Kenyatta, Mohamud talks clear way for miraa trade, flights resumption

Friday June 10 2022
A khat (miraa) trader.

A khat (miraa) trader. PHOTO | FILE


Kenya will resume exports of miraa (khat) to Somalia in two weeks following a thawing of relations that saw President Uhuru Kenyatta make his first trip to Mogadishu Thursday since the renewing of diplomatic ties between the two countries last June.

Kenya’s Agriculture Secretary Peter Munya said Mr Kenyatta brokered the deal with new President Hassan Sheikh Mohamud on Thursday that will see the lifting of a two-year ban.

Mr Munya said the export of the crop mainly grown in Meru County would begin in a fortnight when the two heads of State sign a formal trade agreement.

The minister also announced that direct flights between the two neighbouring countries would resume from next Tuesday, a move that would enable the crop to be flown directly from Isiolo airport.

A bilateral air service agreement would be signed on the sidelines of the Intergovernmental Authority on Development (Igad) meeting slated for Tuesday in Nairobi, he said.

Addressing the press outside Kaliati dispensary in Tigania West, Meru County, when he started a two-day regional tour to local farmers, Mr Munya said the new Somalia regime had promised improved diplomatic relations.


He said the trade talks were cemented after the Kenyan delegation, in which he was part, led by President Kenyatta, attended Mr Mohamud’s inauguration in Mogadishu Thursday.

Read: Uhuru in Somalia for Mohamud's inauguration

“We want to thank President Uhuru Kenyatta for the diplomatic negotiations he has been carrying out quietly.

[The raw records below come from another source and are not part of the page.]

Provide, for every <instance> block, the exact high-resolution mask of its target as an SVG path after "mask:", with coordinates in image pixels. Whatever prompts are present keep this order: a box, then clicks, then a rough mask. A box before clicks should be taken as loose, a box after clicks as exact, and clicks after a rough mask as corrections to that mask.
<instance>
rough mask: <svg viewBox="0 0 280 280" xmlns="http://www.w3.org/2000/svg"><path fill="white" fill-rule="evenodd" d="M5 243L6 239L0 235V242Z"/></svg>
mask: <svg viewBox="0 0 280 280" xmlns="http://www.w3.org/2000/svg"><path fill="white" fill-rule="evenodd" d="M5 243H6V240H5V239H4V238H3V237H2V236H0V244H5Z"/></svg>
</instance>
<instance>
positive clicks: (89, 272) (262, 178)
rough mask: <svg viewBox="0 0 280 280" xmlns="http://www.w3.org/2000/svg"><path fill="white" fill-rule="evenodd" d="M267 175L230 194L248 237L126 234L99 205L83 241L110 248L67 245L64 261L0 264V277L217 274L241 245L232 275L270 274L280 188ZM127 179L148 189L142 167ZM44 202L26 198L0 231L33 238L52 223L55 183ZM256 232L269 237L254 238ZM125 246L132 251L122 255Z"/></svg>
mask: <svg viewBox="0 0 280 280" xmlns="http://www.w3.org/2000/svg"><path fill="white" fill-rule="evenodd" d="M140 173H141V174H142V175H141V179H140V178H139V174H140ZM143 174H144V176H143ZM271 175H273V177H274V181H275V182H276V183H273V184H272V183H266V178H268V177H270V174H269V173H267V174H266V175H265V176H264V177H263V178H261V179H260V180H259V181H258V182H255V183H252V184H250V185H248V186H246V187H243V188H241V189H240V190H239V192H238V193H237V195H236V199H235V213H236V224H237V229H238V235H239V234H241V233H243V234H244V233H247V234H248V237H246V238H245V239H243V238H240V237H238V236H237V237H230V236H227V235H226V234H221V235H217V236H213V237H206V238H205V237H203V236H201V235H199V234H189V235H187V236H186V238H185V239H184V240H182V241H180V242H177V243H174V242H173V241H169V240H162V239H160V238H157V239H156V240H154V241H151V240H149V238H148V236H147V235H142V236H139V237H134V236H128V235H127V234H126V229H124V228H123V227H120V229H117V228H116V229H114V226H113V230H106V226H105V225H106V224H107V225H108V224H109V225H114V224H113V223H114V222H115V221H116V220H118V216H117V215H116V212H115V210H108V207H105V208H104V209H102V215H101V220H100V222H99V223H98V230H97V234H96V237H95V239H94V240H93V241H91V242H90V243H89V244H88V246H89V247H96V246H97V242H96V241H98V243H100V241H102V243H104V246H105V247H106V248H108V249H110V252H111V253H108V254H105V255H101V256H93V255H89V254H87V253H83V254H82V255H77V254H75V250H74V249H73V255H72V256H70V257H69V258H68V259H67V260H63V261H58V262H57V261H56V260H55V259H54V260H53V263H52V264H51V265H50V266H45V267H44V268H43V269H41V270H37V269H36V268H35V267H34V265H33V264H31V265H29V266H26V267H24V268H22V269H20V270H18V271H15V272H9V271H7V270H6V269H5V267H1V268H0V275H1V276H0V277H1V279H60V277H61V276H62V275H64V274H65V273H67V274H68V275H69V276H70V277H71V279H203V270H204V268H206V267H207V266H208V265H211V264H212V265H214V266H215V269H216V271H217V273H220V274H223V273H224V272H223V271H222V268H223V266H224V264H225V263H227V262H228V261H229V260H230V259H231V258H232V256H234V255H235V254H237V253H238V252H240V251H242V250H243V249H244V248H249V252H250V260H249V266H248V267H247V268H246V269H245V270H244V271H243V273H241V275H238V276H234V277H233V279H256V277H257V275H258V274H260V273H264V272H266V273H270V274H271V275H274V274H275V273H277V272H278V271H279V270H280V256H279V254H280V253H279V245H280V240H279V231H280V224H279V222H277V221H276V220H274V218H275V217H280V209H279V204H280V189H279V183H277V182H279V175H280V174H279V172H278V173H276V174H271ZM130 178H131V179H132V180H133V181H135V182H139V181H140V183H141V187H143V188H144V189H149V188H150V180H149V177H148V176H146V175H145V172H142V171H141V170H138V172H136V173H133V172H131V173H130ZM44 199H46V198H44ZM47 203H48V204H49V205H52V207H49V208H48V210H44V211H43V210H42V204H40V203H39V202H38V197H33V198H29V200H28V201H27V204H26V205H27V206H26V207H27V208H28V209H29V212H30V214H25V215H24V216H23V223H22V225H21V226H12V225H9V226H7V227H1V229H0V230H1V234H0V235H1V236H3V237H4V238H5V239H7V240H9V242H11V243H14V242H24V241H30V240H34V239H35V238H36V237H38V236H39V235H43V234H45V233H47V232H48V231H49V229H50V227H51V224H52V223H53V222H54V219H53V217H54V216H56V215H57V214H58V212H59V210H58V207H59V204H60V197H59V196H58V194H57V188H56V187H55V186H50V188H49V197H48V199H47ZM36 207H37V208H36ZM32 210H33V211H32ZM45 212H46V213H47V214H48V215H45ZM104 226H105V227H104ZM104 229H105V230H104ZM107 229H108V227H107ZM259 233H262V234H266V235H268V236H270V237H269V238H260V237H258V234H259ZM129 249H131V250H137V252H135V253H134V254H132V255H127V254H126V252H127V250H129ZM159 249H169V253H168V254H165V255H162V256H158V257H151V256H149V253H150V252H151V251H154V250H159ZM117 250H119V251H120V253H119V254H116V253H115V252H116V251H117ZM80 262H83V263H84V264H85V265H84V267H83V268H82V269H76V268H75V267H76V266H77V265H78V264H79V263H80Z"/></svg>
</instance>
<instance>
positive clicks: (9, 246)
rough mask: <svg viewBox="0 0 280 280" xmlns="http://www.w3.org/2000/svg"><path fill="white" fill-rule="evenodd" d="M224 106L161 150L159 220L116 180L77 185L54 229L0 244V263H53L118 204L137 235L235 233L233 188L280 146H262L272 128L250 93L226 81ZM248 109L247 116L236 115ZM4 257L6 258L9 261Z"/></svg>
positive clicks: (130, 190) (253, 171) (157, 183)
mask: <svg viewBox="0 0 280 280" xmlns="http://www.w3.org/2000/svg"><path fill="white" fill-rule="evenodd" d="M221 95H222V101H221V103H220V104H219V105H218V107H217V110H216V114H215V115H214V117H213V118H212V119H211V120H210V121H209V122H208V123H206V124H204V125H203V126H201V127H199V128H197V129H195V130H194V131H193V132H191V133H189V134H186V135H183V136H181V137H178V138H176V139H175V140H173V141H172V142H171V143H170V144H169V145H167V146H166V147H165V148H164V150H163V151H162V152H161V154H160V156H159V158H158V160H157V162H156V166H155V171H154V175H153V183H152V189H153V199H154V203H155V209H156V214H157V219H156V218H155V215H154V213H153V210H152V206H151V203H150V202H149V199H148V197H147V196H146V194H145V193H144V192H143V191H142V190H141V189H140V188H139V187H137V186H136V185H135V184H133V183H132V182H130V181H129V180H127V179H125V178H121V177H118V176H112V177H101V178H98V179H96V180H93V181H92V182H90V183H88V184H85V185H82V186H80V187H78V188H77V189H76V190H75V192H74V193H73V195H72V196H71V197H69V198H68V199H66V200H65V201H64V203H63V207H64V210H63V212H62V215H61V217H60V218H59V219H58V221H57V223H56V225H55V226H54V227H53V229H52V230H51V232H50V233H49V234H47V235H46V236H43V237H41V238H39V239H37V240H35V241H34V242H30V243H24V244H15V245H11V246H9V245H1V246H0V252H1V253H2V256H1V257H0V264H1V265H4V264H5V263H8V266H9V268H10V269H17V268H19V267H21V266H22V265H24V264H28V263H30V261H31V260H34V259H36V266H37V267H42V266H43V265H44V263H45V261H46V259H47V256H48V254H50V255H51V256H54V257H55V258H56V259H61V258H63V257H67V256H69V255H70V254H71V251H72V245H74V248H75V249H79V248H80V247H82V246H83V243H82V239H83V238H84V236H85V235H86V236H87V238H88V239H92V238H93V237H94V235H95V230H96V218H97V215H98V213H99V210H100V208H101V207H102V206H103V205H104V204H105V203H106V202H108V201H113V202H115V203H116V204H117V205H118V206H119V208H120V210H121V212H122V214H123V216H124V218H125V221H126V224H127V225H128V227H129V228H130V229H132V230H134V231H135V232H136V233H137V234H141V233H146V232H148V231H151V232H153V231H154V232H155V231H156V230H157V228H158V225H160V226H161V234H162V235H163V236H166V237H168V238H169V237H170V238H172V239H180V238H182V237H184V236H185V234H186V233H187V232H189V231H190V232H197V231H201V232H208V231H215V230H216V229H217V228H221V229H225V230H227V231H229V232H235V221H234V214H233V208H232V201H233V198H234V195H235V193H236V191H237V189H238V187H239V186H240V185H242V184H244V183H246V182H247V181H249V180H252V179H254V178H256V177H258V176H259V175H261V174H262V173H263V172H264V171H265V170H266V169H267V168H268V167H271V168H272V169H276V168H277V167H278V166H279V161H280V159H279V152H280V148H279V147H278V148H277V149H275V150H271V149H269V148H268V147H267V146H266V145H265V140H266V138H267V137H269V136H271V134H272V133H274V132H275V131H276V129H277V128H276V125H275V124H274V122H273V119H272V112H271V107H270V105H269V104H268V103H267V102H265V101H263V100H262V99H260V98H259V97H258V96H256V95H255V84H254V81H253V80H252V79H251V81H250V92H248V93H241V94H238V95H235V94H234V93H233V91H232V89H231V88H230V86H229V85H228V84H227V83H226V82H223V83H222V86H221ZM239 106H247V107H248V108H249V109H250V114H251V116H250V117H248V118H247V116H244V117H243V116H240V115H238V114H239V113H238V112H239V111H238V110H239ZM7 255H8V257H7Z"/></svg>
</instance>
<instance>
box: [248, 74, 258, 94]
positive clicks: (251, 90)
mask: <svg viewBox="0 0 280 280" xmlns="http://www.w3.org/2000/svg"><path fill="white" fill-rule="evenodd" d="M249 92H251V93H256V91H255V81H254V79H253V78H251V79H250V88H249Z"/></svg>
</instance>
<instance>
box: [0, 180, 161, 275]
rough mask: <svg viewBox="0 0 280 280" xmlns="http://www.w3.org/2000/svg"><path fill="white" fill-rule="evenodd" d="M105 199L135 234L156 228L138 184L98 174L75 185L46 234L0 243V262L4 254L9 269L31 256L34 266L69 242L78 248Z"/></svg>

The ban had greatly affected the economy of Mt Kenya East and the farmers’ earnings,” he said.

Mr Munya said talks were complete and what was remaining was the signing of the agreement that will also see Somalia sell seafood and other produce to Kenya.

Somalia closed access to its market for Kenya in 2020 following a political fallout between the two countries under former President Mohamed Abdullahi “Farmaajo”. The ban led to a loss of more than 50 tonnes of Kenyan khat valued at more than Ksh20 million ($171,000) a day.

Mr Munya underlined the importance of the Somalia market, saying it is lucrative and serves as the launching pad for cargo transit to the Horn of Africa, the Middle East and other countries.